Beyond Pass@1: Self-Play with Variational Problem Synthesis Sustains RLVR
Introduction
The paper presents a novel approach, "Self-Play with Variational Problem Synthesis" (SvS), designed to enhance the performance of Reinforcement Learning with Verifiable Rewards (RLVR) in training LLMs for complex reasoning tasks. Standard RLVR improves Pass@1 but often reduces policy entropy, leading to decreased model diversity and limit Pass@k performance improvements. The SvS strategy aims to sustain training diversity and improve Pass@k by enriching training datasets with variational problems generated from the model’s own solutions.
Methodology
The SvS strategy involves a cyclical training process comprising three main stages: original problem solving, variational problem synthesis, and synthetic problem solving.
- Original Problem Solving: The policy attempts to solve problems from the original dataset. Correct solutions lead to identifying challenging problems, which serve as seeds for generating variational problems.
- Variational Problem Synthesis: Correct solutions to challenging problems are used to synthesize new problems that maintain the same answers but vary structurally.

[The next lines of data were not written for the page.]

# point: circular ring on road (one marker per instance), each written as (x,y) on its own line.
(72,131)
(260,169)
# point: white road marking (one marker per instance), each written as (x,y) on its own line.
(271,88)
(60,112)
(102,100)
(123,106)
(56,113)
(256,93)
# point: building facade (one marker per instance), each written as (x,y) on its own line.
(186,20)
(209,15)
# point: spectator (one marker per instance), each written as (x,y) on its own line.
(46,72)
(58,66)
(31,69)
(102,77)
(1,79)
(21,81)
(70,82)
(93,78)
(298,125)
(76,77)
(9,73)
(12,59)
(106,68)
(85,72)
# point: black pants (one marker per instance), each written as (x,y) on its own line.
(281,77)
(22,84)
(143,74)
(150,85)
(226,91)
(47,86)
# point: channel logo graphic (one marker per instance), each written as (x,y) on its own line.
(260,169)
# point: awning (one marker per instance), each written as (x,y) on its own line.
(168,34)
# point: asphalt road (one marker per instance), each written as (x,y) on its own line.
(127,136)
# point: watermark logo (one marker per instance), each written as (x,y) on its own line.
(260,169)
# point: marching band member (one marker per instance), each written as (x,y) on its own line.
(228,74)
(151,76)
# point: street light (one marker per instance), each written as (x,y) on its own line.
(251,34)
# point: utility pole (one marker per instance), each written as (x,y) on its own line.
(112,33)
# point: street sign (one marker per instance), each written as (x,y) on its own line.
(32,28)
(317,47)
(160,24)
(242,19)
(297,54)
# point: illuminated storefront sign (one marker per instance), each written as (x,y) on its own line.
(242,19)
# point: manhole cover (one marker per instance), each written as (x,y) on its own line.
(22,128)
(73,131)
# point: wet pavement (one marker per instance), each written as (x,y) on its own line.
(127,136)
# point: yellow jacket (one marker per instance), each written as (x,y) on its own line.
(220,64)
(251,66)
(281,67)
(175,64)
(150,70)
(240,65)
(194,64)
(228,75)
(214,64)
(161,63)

This process ensures data diversity without additional verification efforts.
- Synthetic Problem Solving: The policy solves these synthesized problems, promoting exploration and maintaining policy entropy.
Figure 1: The data workflow of our SvS in a training iteration, comprising original problem solving, variational problem synthesis, synthetic problem solving, and policy update data filtering.
Additionally, reward shaping is employed to ensure these problems remain challenging and accurately assess the policy’s reasoning capabilities.
Results
Experiments conducted on various LLMs (3B to 32B parameters) across 12 benchmarks demonstrate that SvS consistently outperforms traditional RLVR methods, showing an average absolute Pass@32 improvement of 18.3% and 22.8% on the AIME24 and AIME25 benchmarks, respectively.

Figure 2: Superior efficiency and effectiveness of SvS strategy on competition-level AIME benchmarks.
The SvS framework sustains entropy throughout training (Figure 3) and enhances Pass@k performance even as k increases to 1024 (Figure 4), indicating an expansion of the model’s reasoning boundaries.
Figure 3: Policy entropy trajectories during training, displaying stability with SvS strategy across models.
Figure 4: Scaled-up Pass@k performance, showcasing significant gains on benchmarks with larger maximum response tokens.
Analysis
The SvS strategy maintains a stable policy entropy trajectory during RLVR training, facilitating sustained model exploration and mitigating the problem of training collapse seen in standard approaches. This maintenance of entropy correlates with improved exploration and higher reasoning capability thresholds as observed in Pass@k performance increments.
Conclusion
The self-play paradigm of SvS, through online problem augmentation without external guidance, effectively enhances the RLVR training of LLMs. This strategy not only consistently improves problem-solving metrics across various scales and benchmarks but also augments the problem diversity and maintains model engagement with challenging problem landscapes. Future work could explore integrating SvS with other RLVR algorithms to further explore its generalizability and potential in other reasoning-intensive domains.